Wake, Fade, and Gone
Lisa McMann
210 pages, 248 pages, 214 pages
Publisher: Simon Pulse
Source: Eagle Eye Bookshop
Almost ★★★★☆ overall
You can read the Goodreads summary here.
This is a review of the entire Wake Trilogy. I read the books in order in quick succession so I could present the trilogy together.
Though the first book, Wake, had an interesting plot, it's main purpose seems to have been to set up the rest of the series. In the first novel we meet Janie who has been slipping uncontrollably into other people's dreams since she was a young girl. She experiences the dreams and then when the person wakes up, she's free. It's frustrating for her to go through life becoming temporarily paralyzed and blacked out multiple times a day. Meanwhile she meets Cabel, who at first seems like the school bad boy. After they all in love she learns that he works for the police department as a narc.
Wake gets three stars from me. It took me awhile to get used to the author's writing style - very short, choppy sentences in the present tense. I can't decide if the author has this style because she's terrible at writing, or if it was on purpose. But once I got used it, it didn't detract from the plot or story. The book was fast moving and interesting and, my to my surprise, did not end on a cliffhanger!
In the second novel, Fade, we find Janie putting her dream hopping to good use, solving crimes! Now there's a unique use for her talent. The cops put Janie and Cabel on the lookout for a supposed sexual predator lurking in their high school. When the plot started forming in the first few pages I immediately suspected Fade was going to be better than Wake. I was right!
The story kept me on the edge of my seat as Janie makes herself bait, much to the dismay of Cabe. That aspect of the story was riveting, but so was the rest of the novel. It was great to learn about Janie's dream "mentor" in such a unique way and the end of the story was bittersweet. I sound like a broken record here, but "it was also great" to see Janie and Cabe's relationship grow. A final plus: Janie's character become less one-dimensional in this novel, as did Cabe's. Overall, Fade gets four stars from me.

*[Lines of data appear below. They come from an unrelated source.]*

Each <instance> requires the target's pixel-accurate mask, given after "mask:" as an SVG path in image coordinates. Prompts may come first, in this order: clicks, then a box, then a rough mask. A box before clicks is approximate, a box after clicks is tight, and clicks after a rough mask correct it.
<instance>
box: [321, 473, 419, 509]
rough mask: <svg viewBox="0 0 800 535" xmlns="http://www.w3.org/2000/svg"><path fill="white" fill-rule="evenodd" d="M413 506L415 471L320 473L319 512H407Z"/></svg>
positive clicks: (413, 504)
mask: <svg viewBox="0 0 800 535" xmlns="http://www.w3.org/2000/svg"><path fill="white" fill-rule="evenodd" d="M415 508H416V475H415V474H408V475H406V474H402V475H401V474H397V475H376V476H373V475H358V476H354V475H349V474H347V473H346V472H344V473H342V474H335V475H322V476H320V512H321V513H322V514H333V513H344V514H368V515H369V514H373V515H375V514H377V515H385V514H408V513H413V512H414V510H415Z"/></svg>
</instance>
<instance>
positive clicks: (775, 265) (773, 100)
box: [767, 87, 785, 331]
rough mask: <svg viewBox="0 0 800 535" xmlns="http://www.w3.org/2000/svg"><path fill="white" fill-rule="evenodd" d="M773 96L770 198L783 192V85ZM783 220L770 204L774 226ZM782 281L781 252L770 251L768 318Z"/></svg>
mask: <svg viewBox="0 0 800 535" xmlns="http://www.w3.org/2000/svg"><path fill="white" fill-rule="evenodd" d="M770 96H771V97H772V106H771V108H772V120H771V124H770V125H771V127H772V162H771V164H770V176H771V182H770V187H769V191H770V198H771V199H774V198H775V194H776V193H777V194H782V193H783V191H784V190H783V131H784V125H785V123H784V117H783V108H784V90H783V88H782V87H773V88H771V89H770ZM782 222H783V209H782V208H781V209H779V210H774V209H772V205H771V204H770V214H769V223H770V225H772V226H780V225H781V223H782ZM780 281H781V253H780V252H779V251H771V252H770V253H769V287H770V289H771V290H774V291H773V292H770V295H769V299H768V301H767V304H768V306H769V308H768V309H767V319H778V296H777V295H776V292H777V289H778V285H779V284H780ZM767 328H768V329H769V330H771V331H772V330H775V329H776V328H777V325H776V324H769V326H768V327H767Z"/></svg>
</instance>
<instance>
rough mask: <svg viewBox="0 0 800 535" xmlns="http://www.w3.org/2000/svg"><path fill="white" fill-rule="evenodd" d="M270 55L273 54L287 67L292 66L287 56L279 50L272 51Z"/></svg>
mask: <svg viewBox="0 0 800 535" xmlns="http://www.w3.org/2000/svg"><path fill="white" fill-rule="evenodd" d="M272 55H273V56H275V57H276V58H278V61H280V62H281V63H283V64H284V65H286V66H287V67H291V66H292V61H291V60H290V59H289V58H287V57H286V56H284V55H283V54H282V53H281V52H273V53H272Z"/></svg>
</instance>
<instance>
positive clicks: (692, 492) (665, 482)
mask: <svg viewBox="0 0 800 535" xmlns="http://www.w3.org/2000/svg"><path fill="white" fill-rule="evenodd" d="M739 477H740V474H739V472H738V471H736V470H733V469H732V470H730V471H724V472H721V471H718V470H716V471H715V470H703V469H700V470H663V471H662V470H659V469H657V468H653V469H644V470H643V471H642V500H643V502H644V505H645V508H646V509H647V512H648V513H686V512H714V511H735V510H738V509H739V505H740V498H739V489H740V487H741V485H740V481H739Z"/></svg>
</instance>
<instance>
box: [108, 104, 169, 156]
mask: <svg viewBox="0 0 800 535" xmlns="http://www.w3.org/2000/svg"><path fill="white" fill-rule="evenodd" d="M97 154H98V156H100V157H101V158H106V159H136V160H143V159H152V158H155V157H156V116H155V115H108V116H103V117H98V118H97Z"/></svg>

Then it was on to Gone, the final novel in the trilogy. I'm not sure how much I can tell you without going to spoiler alert mode, but in this novel Janie discovers her long lost father and struggles with a decision to make about her future as a dream catcher.
I found Gone to be much less exciting than Fade. There wasn't much to the plot as a whole and I found the way the book ended to be a bit strange and vague. I would have liked to have seen Janie's mother get help for her alcoholism, instead of Janie going to her own Al Anon support group to deal with her mother. Even though Janie certainly deserved to get her own help on the issue, I couldn't help but think the wrong person was getting help. Gone gets three stars.
Overall, it was refreshing to read a trilogy that contained three unique story lines in each book and did not contain cliffhangers! That combined with a decided lack of love triangle made this one of the least cliched YA series I've read in a long time.